Since an InputArchive is not associated with some kind of input stream, deserialisation is "pure CPU". That provides better performance, and reduces the amount of code that can throw exceptions - see the interleaving computation and I/O Anti-pattern.

In some cases it may be possible to directly read from a buffer in the underlying input device (since the const octet_t* pointer can be made to point where we like). For example, we might be able to read directly from a segment in the LSS segment cache - since most objects are much smaller than the LSS segment size (e.g. 4MB).

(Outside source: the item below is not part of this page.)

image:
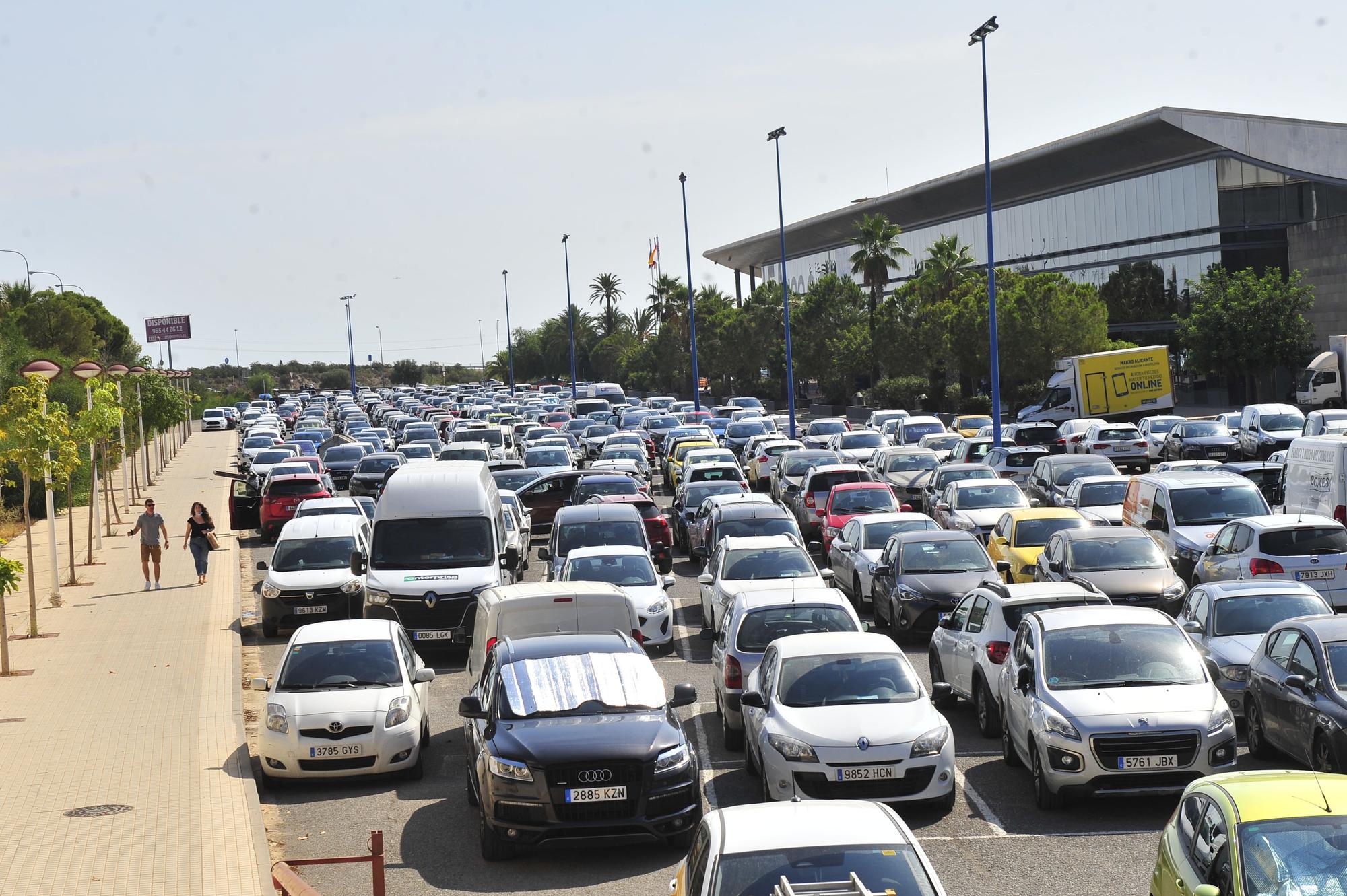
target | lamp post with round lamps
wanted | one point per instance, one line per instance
(49, 370)
(87, 370)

This reduces memory consumption, avoids memory allocations, avoids memcpy's and improves CPU memory cache utilisation.

Deserialisation of user defined types

For every type T that supports deserialisation, the following function is implemented.

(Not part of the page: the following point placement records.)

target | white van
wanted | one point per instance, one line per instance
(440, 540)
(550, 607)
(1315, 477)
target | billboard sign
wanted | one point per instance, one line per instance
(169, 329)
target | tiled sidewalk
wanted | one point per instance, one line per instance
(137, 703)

void Deserialise(InputArchive& ar, const T& x)

Therefore there can be many overloads of Deserialise (i.e. adhoc polymorphism).

The cxUtils library implements the Deserialise function for the following types:

bool, 
char, signed char, unsigned char, char16_t, char32_t, wchar_t, 
short, unsigned short,
int, unsigned int,
long, unsigned long,
long long, unsigned long long,
float, double, long double,
std::pair, std::array, std::basic_string, std::vector, std::deque,
std::forward_list, std::list,
std::map, std::multimap, std::unordered_map, std::unordered_multimap,
std::set, std::multiset, std::unordered_set, std::unordered_multiset,
ceda::xdeque, ceda::VectorOfByte, ceda::xvector, ceda::CompressedInt, ceda::schema_t
ceda::HPTime, ceda::HPTimeStamp, ceda::HPTimeSpan

Extraction operation on an InputArchive

For convenience clients can use operator>> to deserialise variables/objects. E.g.


ar >> x >> y >> z;

is shorthand for


Deserialise(ar,x);
Deserialise(ar,y);
Deserialise(ar,z);

This is achieved with a single implementation of operator>> for an InputArchive:


template<typename T>
inline InputArchive& operator>>(InputArchive& ar, const T& x) 
{ 
    Deserialise(ar,x);
    return ar; 
}

Verification by the ceda framework

A possible concern is the lack of buffer underflow checks - having these checks (at least in a debug build) can be very useful to track down errors in code.

The ceda framework will normally verify that the InputArchive hadn't read past EOF after deserialisation was completed so there's no chance that such errors go undetected.

In fact the ceda framework will normally ensure that application defined deserialise code reads the message, the whole message and nothing but the message. Therefore simply flexing the code unit tests it quite well.